We went by for dinner recently, and I compared the current menu with the opening-day menu. It has changed considerably. A few staple items remain, but the majority is new. We mixed some old and new.
“We try to bring some more traditional and authentic items to the menu, not just something like sesame chicken,” Easter said.
Having spent some time in South Korea, I usually am drawn to bulgogi when I see it on a menu. Next to kimchi, it probably is the most popular dish in that country and travels well to American tastes.
The bulgogi ($14) at Kirin came out sizzling in a metal bowl that sat in a wooden platter and featured a sizable amount of strips of beef that had been marinated and mixed with veggies and a savory sauce. It came with a choice of white or brown rice, and I chose brown on this occasion for no particular reason.
I also tried the yu xiang rou si ($12), a classic stir-fry dish in Chinese Sichuan cuisine. The foundation of the dish is shredded pork in hot garlic sauce. Ours was mixed with green peppers, carrots, bamboo shoots and ear mushrooms, and it was delicious.
It had a red pepper next to it on the menu, indicating it was spicy-hot. We got a little burn on the back of the throat, but it should not be an issue with most diners.
Kirin has a lengthy selection of nigiri, sashimi and sushi rolls. We shared two of the sushi rolls — the Kirin ($12) and the lobster ($13) — and both were tasty.
The eight-piece Kirin included shrimp, crab, mango, cucumber, cream cheese, avocado and a sizable topping of masago (smelt roe or the edible eggs of the capelin fish).
The lobster roll featured deep-fried lobster, avocado, snow crab and cream cheese, topped with masago and a sweet eel sauce.

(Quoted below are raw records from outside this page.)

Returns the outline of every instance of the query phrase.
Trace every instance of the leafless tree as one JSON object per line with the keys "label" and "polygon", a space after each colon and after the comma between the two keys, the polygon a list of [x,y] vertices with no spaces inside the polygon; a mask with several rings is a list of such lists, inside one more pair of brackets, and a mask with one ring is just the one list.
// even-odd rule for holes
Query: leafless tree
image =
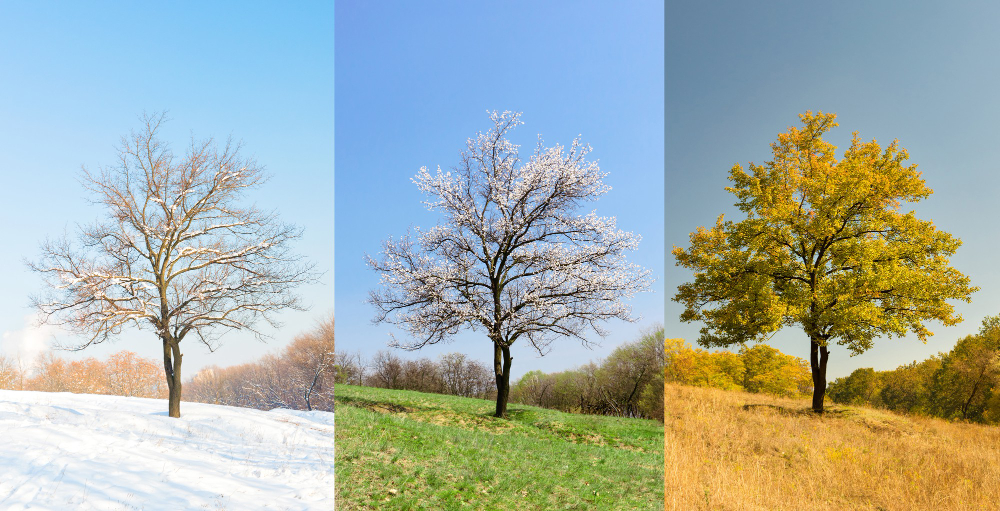
{"label": "leafless tree", "polygon": [[0,355],[0,389],[23,390],[25,372],[21,357]]}
{"label": "leafless tree", "polygon": [[337,383],[363,385],[368,362],[361,351],[338,351],[334,354],[334,376]]}
{"label": "leafless tree", "polygon": [[292,378],[306,410],[313,409],[313,398],[320,394],[332,406],[334,366],[334,320],[329,318],[315,330],[296,337],[285,349],[285,359],[292,366]]}
{"label": "leafless tree", "polygon": [[379,350],[372,358],[371,369],[372,372],[369,378],[374,380],[375,385],[372,385],[373,387],[386,389],[401,388],[400,377],[403,374],[403,361],[396,355],[386,350]]}
{"label": "leafless tree", "polygon": [[78,242],[46,241],[29,263],[48,292],[33,299],[44,321],[83,336],[83,349],[127,326],[161,341],[169,414],[180,416],[181,350],[189,334],[214,349],[229,330],[263,334],[274,313],[301,309],[292,293],[314,278],[290,249],[301,235],[276,214],[241,205],[264,180],[263,168],[211,139],[175,157],[157,138],[163,115],[123,137],[115,165],[83,171],[83,184],[106,217],[78,228]]}
{"label": "leafless tree", "polygon": [[589,343],[601,323],[634,321],[625,303],[650,286],[649,272],[626,261],[639,236],[616,228],[614,217],[578,214],[609,190],[606,173],[587,161],[589,146],[574,140],[522,161],[508,133],[519,114],[493,112],[493,129],[469,139],[458,167],[413,181],[444,222],[383,244],[381,289],[369,302],[375,320],[403,328],[419,349],[463,328],[485,331],[493,345],[496,416],[506,414],[510,346],[520,339],[539,354],[557,337]]}

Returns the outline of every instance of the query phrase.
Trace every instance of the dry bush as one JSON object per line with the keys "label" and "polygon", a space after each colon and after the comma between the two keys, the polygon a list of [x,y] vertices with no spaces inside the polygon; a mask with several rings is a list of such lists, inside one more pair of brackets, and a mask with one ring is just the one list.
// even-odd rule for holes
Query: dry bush
{"label": "dry bush", "polygon": [[665,385],[666,509],[995,509],[1000,429]]}
{"label": "dry bush", "polygon": [[19,358],[0,355],[0,389],[23,390],[25,373]]}
{"label": "dry bush", "polygon": [[131,351],[119,351],[104,363],[106,393],[116,396],[167,398],[163,366]]}
{"label": "dry bush", "polygon": [[23,390],[166,397],[163,368],[131,351],[119,351],[105,361],[86,358],[69,362],[46,352],[38,357],[30,373],[25,379],[26,371],[16,371],[23,381],[20,385]]}
{"label": "dry bush", "polygon": [[25,390],[70,392],[74,385],[70,382],[68,366],[52,352],[42,353],[35,360],[32,375],[24,384]]}
{"label": "dry bush", "polygon": [[206,367],[184,383],[185,399],[260,410],[333,411],[333,317],[300,334],[280,355]]}

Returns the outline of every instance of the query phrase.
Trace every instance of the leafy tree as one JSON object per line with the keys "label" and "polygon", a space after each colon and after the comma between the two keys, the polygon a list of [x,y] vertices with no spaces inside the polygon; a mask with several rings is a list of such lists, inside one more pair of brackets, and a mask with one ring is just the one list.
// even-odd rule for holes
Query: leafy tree
{"label": "leafy tree", "polygon": [[882,406],[896,412],[929,415],[933,413],[932,383],[941,369],[941,358],[932,356],[922,362],[912,362],[879,375]]}
{"label": "leafy tree", "polygon": [[946,418],[982,420],[1000,383],[1000,316],[987,317],[976,335],[960,339],[941,358],[934,375],[935,412]]}
{"label": "leafy tree", "polygon": [[451,339],[464,328],[483,331],[493,345],[497,417],[510,390],[510,347],[524,340],[539,355],[560,337],[589,344],[605,335],[601,323],[634,321],[626,300],[649,289],[649,272],[626,261],[639,237],[616,228],[613,217],[580,215],[604,195],[590,148],[574,140],[521,159],[507,135],[516,113],[493,112],[493,129],[469,139],[451,172],[421,168],[413,181],[444,222],[383,244],[369,266],[382,274],[369,302],[376,322],[404,329],[419,349]]}
{"label": "leafy tree", "polygon": [[674,300],[683,321],[703,321],[703,346],[762,341],[797,325],[809,339],[812,408],[823,411],[831,343],[862,353],[882,336],[913,332],[929,320],[961,321],[947,302],[968,302],[977,288],[948,264],[961,242],[900,212],[932,191],[897,141],[883,150],[854,133],[843,158],[823,134],[833,114],[806,112],[771,145],[774,159],[735,165],[729,174],[746,218],[719,216],[699,228],[677,265],[694,272]]}
{"label": "leafy tree", "polygon": [[837,378],[827,390],[834,403],[847,405],[880,405],[882,373],[871,367],[855,369],[844,378]]}
{"label": "leafy tree", "polygon": [[598,389],[614,415],[640,415],[639,399],[643,391],[650,386],[662,386],[658,378],[663,374],[661,339],[662,327],[647,331],[638,341],[615,348],[601,362],[596,374]]}
{"label": "leafy tree", "polygon": [[794,396],[810,384],[806,361],[766,344],[740,349],[743,361],[743,388],[777,396]]}
{"label": "leafy tree", "polygon": [[696,387],[743,390],[743,360],[735,353],[712,353],[692,348],[683,339],[667,339],[664,351],[664,377],[667,381]]}
{"label": "leafy tree", "polygon": [[148,116],[123,137],[117,164],[82,181],[106,216],[79,228],[79,244],[45,242],[29,264],[45,279],[35,307],[49,324],[83,340],[84,349],[124,328],[150,329],[162,345],[168,412],[180,417],[181,348],[188,335],[209,349],[223,332],[258,337],[258,321],[277,326],[276,311],[301,309],[293,289],[312,266],[290,250],[301,231],[274,213],[241,205],[266,175],[211,140],[192,141],[175,157],[157,137],[164,117]]}

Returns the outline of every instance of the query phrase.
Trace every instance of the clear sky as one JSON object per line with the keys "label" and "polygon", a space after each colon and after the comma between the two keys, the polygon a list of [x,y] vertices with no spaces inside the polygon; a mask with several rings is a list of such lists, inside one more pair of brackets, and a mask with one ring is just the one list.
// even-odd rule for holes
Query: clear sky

Tables include bottles of house-made soy sauce for the sushi rolls. The sauce was quite salty, which was offset a bit when mixed with wasabi sauce.
We warmed up for the main items with a bowl of edamame ($4), a bowl of egg drop soup ($3) and a crunchy pork and veggie egg roll ($2) with a sweet-and-sour sauce. The soup, dotted with peas and carrots, looked the part, but the flavor wasn’t as eggy as most we have tried.
We were looking at another dish that included spicy mayo. We ended up not ordering it, but our server, Sang, brought a sample of the mayo while we were deciding. I loved the flavor and a bit of zing from the spicy mayo and wound up dipping a bit of my bulgogi into it.
I learned during an interview the next day that Sang was on his second day and was supposed to be in training but had to fill in for a regular server. He did a commendable job under the circumstances.
We also learned the manager, Di Harvell, has been with Kirin only a month, and it is her first restaurant job. It didn’t show. She was a gracious hostess and obviously zeroed in on customer service.
Kirin has full bar service with a workable selection of wine, imported beers, sake and specialty cocktails.
Kirin also offers live music from 6:30-8:30 p.m. the first Friday of each month.
Easter and her husband, Johnny, also own the Rice Bowl, which has been in business for 15 years at 43rd Street and Sheridan Road.
“My husband usually takes care of the Rice Bowl and I watch over Kirin, but we both help each other with the restaurants,” Easter said.